My downturn in art-making coincided with several life events. In 2009 I finished uni, I got a job, and I returned from the most formative journey I’d made in my adult life – Saint Petersburg. Coming back was difficult. The loss of that time, that place, still strikes me in unexpected moments and sends me reeling. All it takes is the smell of cigarettes on a day of near alchemic warmth and damp.
And now I’ve finished a painting. Hunter Gather (formerly known as Orchid Skulls).
I used a real dog skull as a reference, provided by a work colleague with a rural property. There is no knowledge of what kind of dog it belonged to or how old it is. It might have been an abandoned stray, decaying where it fell, or a family pet, its burial spot dug up by foxes. And then I began to transform that object itself. I’ve always been intrigued by assemblage sculpture, finding incongruous things and connecting them in a way that makes it seem they always belonged together. In 2008, as part of a major body of work in creative arts, I obtained a horse skull and transformed it into a kind of totem, set into the cocoon of a clock and balanced on a wooden pole. It was an engineering challenge and in the end it managed to stand chiefly due to my father’s prosaic way of solving the creative problem I presented him with. Since I was a child this has been a source of fascination for me, helping my father in the garage, mending things in ways that could be considered haphazard.
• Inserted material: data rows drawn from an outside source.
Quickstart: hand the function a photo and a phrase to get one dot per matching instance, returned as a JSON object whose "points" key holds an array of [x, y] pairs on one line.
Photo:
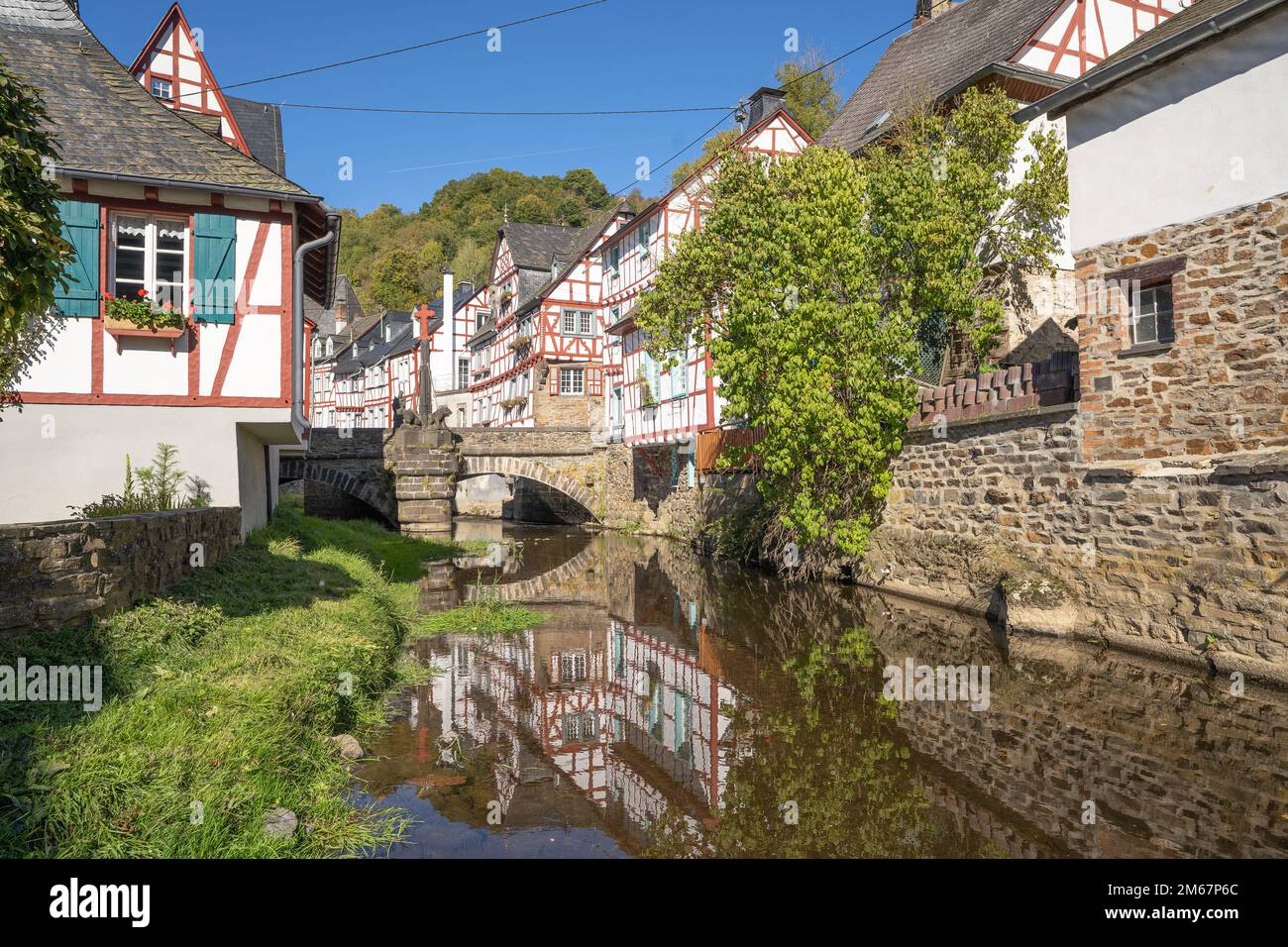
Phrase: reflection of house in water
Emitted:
{"points": [[625, 705]]}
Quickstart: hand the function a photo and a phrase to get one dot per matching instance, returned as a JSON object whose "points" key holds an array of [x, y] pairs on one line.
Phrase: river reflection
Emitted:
{"points": [[671, 706]]}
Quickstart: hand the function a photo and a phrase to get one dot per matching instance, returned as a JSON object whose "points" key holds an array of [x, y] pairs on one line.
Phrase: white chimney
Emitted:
{"points": [[449, 320]]}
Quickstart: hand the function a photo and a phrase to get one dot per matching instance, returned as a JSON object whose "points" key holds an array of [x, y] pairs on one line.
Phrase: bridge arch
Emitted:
{"points": [[533, 471], [356, 486]]}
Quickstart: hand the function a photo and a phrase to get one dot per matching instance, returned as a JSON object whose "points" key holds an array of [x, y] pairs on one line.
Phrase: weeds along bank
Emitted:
{"points": [[218, 701]]}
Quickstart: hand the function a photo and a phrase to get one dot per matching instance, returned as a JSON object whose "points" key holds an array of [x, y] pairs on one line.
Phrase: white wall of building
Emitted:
{"points": [[68, 454], [1202, 134]]}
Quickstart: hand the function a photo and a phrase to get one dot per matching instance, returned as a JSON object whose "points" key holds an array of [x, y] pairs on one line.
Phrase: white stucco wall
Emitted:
{"points": [[1202, 134], [68, 454]]}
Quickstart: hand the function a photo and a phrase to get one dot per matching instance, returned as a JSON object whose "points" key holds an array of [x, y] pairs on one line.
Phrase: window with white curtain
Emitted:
{"points": [[151, 253]]}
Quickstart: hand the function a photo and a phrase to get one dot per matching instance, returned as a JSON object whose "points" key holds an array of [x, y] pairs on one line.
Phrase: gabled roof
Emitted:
{"points": [[104, 124], [1192, 26], [666, 198], [261, 124], [533, 245], [934, 59], [563, 264]]}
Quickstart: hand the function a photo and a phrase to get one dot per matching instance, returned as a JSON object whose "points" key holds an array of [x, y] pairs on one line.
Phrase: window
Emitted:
{"points": [[1151, 316], [580, 728], [616, 408], [572, 667], [579, 322], [572, 381], [151, 254]]}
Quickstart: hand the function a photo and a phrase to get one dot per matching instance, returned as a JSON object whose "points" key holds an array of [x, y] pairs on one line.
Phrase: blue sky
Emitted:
{"points": [[619, 54]]}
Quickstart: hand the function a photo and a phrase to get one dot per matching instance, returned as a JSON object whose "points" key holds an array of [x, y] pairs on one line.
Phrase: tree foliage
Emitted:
{"points": [[33, 254], [811, 279], [810, 88], [395, 260]]}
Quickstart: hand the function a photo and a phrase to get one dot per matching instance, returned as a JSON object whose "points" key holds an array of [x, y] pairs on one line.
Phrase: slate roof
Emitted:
{"points": [[103, 121], [566, 262], [1225, 14], [934, 59], [262, 128], [533, 245]]}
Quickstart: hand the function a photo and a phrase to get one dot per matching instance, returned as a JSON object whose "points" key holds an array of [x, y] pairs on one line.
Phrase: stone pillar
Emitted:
{"points": [[424, 463]]}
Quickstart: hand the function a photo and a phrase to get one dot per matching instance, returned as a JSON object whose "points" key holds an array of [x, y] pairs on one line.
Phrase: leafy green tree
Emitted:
{"points": [[811, 279], [531, 209], [463, 219], [395, 281], [33, 254], [810, 89], [473, 262]]}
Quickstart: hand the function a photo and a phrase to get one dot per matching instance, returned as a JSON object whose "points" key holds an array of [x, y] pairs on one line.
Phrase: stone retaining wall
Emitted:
{"points": [[1003, 515], [59, 573]]}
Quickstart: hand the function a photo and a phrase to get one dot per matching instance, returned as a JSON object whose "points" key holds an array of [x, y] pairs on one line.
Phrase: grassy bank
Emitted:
{"points": [[219, 697]]}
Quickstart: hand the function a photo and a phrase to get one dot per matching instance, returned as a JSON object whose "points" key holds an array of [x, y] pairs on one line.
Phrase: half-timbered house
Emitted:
{"points": [[536, 359], [645, 406], [154, 204], [373, 367], [172, 67], [1029, 50]]}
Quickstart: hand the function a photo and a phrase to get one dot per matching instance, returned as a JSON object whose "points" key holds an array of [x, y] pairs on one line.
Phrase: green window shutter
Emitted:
{"points": [[214, 266], [80, 294]]}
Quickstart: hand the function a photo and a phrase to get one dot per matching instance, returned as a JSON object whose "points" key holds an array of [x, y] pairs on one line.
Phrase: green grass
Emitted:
{"points": [[487, 616], [223, 690]]}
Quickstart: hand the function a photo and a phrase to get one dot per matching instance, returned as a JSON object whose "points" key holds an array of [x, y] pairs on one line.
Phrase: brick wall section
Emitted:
{"points": [[59, 573], [1220, 388], [1006, 390]]}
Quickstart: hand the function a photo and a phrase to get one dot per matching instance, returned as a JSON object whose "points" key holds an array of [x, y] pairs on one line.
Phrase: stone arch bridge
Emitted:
{"points": [[410, 474]]}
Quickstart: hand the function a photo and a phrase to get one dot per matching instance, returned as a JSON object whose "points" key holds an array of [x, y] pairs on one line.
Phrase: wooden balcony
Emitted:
{"points": [[713, 444]]}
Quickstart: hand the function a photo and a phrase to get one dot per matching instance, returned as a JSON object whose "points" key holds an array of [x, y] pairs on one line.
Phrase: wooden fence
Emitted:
{"points": [[712, 444]]}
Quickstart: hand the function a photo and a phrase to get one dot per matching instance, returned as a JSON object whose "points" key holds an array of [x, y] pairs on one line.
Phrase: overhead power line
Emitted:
{"points": [[439, 42], [786, 85], [505, 112]]}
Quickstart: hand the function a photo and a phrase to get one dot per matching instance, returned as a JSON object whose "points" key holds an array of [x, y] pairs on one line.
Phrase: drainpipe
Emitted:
{"points": [[297, 420]]}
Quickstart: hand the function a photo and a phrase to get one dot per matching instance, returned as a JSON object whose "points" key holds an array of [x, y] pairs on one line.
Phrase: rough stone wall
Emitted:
{"points": [[1177, 565], [54, 574], [330, 502], [640, 496], [562, 410], [1220, 386]]}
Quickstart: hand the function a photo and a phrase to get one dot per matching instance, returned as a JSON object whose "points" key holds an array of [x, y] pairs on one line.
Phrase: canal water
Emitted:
{"points": [[670, 705]]}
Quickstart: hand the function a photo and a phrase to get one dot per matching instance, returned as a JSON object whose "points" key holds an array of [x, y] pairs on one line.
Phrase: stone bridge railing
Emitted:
{"points": [[411, 474]]}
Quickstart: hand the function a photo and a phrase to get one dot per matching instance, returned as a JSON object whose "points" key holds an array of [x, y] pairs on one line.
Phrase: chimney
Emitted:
{"points": [[449, 321], [764, 102], [928, 9], [342, 313]]}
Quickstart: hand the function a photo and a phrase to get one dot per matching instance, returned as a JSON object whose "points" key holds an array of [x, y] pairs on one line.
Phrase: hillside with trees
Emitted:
{"points": [[395, 260]]}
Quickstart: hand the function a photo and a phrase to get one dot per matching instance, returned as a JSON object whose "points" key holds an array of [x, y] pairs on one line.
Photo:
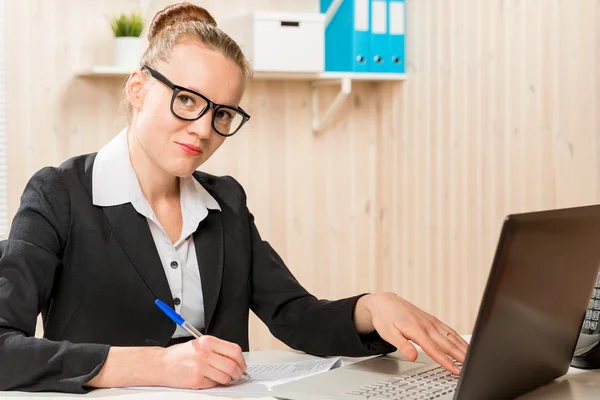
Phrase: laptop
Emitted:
{"points": [[529, 319]]}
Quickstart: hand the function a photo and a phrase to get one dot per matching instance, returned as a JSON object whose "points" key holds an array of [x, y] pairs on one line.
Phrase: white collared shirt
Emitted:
{"points": [[114, 182]]}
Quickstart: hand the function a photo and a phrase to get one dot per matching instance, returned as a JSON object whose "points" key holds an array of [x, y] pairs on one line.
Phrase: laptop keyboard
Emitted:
{"points": [[424, 385]]}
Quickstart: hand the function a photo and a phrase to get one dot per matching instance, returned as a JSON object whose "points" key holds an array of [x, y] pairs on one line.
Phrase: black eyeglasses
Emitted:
{"points": [[188, 105]]}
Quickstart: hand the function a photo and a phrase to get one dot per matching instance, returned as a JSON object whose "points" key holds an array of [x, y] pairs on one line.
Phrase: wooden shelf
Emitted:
{"points": [[344, 79], [111, 71]]}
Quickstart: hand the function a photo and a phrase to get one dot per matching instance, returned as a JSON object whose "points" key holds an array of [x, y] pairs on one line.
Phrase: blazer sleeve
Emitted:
{"points": [[299, 319], [29, 261]]}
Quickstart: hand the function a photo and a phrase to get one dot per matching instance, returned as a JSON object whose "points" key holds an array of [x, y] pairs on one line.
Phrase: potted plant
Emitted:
{"points": [[128, 44]]}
The skull sculpture that accompanies Hunter Gather is not yet complete. It has been cleaned, sanded, bleached and painted. I’ve affixed replica 3D-printed miniature skulls to the real thing. I don’t yet have a clear plan for where this iteration is going.
I took the painting outside when I finished it, or rather, when it finally felt finished. In a different place and in the sunlight, it became a new entity. It’s no longer just a visual response or illustration for the manuscript that inspired it, yet I’d like to think that Bury the Sun would not be the way it is without the painting. The two processes operated in a kind of mutual, if disjointed, synthesis – one informing the other. Was that partly the reason the writing felt so productive? That even in times I was ready to hit ‘delete’ on the whole thing, I kept thinking, kept considering through that eternally unfinished artwork? Maybe all the difficulties were transferred to the thing on wood.